[![Open In Colab](https://raw.githubusercontent.com/crunchdao/competitions/refs/heads/master/documentation/badge/open-in-colab.svg)](https://colab.research.google.com/github/crunchdao/quickstarters/blob/master/competitions/structural-break/quickstarters/baseline/baseline.ipynb)
[![Open In Kaggle](https://raw.githubusercontent.com/crunchdao/competitions/refs/heads/master/documentation/badge/open-in-kaggle.svg)](https://www.kaggle.com/code/crunchdao/structural-break-baseline)

# ADIA Lab Structural Break Challenge

## Challenge Overview

Welcome to the ADIA Lab Structural Break Challenge! In this challenge, you will analyze univariate time series data to determine whether a structural break has occurred at a specified boundary point.
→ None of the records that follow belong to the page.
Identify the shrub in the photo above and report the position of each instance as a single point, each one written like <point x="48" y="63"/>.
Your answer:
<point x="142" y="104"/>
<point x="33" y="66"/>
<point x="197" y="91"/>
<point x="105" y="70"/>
### What is a Structural Break?

A structural break occurs when the process governing the data generation changes at a certain point in time. These changes can be subtle or dramatic, and detecting them accurately is crucial across various domains such as climatology, industrial monitoring, finance, and healthcare.


### Your Task

For each time series in the test set, you need to predict a score between `0` and `1`:
- Values closer to `0` indicate no structural break at the specified boundary point;
- Values closer to `1` indicate a structural break did occur.

### Evaluation Metric

The evaluation metric is [ROC AUC (Area Under the Receiver Operating Characteristic Curve)](https://scikit-learn.org/stable/modules/generated/sklearn.metrics.roc_auc_score.html), which measures the performance of detection algorithms regardless of their specific calibration.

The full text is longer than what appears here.